Police Minister Welcomes Fall In Crime

  • Jack Elder
Police

The fall in both the crime rate and recorded crime last year was welcomed today by Police Minister Jack Elder.

"The continuation of the downward trend is a reflection of the commitment of this Government and the efforts of the Police to ensure community safety."

Statistics released by Police today showed the rate of recorded crime on a population basis fell by 4.07 percent last year. Total recorded crime also fell by nearly one percent.

"On a population basis, the crime rate is at its lowest level since 1990, a fact that should finally kibosh the farcical claims by Opposition doom-mongers that crime is out of control," Mr Elder said.

It also confirms the statement made by Police Commissioner Peter Doone to the Justice and Law Reform Select Committee that it was a myth crime was out of control in New Zealand, Mr Elder said.

"I also congratulate Police for increasing the percentage of recorded crime that is resolved. This is a mark of the dedication of frontline staff, and the strategies adopted by Police management.

"The fall in the crime rate is good news for all New Zealanders, and I can assure the public this Government remains committed to reducing it even further," Mr Elder said.

"This year the Government budgeted an extra $53 million to boost policing capability, particularly to fight gangs and organised crime, respond to emergencies and target burglaries, violence and sexual offences."

The Budget also confirmed the Coalition Agreement target of 500 extra frontline police over this Government's first three year term of office will be met in full. Other initiatives will further increase the frontline ability to fight crime.
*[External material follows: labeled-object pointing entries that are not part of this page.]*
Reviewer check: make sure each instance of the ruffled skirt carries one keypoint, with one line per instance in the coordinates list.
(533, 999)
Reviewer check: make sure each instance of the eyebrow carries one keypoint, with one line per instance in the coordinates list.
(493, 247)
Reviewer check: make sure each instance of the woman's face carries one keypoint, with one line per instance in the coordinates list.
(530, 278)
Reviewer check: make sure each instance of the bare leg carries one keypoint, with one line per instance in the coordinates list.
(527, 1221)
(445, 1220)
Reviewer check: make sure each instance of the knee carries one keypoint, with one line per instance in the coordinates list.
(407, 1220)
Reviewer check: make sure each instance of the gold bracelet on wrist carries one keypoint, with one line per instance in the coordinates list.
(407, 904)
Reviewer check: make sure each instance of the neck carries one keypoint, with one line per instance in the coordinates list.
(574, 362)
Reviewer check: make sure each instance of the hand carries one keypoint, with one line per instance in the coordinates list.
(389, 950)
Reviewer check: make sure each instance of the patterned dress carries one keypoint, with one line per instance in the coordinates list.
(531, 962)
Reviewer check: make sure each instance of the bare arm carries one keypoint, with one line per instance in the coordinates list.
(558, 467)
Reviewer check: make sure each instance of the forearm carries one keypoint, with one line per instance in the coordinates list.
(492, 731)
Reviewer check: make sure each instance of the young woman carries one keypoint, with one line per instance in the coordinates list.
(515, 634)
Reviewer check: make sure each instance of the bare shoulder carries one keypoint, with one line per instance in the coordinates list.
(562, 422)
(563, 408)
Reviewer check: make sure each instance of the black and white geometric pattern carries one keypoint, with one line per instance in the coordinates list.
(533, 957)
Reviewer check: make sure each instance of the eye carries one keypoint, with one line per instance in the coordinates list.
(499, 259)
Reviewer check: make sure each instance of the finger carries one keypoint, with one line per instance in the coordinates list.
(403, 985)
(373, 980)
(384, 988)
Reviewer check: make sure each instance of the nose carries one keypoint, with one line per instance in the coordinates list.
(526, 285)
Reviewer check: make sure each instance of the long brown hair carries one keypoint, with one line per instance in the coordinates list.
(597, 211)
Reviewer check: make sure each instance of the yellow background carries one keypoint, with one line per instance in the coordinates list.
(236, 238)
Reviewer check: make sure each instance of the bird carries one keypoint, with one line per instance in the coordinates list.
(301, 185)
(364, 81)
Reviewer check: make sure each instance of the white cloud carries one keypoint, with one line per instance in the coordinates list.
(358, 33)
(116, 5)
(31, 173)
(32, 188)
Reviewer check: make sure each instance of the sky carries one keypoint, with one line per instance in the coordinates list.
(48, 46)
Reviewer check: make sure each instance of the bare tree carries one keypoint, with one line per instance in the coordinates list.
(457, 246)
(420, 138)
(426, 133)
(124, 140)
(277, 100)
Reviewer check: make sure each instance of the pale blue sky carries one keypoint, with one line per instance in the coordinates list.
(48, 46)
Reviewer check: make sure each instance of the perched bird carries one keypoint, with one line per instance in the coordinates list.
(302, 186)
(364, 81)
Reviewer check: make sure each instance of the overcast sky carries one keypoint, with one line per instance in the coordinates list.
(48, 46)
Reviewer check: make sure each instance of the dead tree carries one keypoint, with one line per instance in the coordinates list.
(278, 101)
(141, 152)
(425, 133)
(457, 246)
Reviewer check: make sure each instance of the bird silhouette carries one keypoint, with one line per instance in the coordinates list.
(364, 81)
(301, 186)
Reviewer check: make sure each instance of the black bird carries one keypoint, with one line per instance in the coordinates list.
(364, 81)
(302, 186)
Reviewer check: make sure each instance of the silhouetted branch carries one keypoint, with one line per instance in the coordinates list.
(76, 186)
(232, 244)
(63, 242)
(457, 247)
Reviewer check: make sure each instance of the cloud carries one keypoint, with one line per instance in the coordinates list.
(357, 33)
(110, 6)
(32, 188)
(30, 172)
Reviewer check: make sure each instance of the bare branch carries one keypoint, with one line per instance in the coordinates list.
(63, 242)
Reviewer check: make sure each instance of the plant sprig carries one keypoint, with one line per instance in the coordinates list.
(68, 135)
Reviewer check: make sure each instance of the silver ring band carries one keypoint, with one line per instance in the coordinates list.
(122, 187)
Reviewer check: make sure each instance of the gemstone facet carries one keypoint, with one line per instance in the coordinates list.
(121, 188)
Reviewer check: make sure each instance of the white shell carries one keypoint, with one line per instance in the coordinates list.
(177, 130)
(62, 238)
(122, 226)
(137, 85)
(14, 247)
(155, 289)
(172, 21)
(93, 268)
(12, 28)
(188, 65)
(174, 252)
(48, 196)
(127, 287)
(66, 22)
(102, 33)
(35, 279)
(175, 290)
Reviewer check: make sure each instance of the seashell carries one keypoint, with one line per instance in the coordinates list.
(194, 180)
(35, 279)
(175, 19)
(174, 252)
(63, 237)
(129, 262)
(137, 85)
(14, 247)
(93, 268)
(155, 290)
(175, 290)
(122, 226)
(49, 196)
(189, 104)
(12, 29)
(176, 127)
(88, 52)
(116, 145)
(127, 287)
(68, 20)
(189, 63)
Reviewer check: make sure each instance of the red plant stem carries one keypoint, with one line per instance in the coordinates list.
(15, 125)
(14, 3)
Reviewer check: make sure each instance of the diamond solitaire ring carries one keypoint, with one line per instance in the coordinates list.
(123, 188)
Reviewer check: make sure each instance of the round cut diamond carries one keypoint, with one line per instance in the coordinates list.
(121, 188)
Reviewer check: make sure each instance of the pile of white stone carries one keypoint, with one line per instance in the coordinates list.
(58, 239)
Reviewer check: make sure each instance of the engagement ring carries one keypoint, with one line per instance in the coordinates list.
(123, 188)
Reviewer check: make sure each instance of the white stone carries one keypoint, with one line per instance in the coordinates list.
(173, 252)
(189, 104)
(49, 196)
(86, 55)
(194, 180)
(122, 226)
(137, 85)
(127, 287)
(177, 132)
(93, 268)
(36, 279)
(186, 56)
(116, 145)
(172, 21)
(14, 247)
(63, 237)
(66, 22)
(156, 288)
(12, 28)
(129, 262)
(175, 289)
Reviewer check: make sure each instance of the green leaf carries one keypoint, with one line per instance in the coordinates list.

"The current review of Police administration aims to move resources from the back room to the front line. Any and all savings identified in streaming the management structure will be reinvested in the Police."

The road safety statistics are also encouraging, although Mr Elder sounded a note of caution that the winter months usually cause an increase in accidents.

"The year with the lowest number of road fatalities in 32 years was 1996. On this date in that year there had been 233 fatalities. So far this year there have been 220."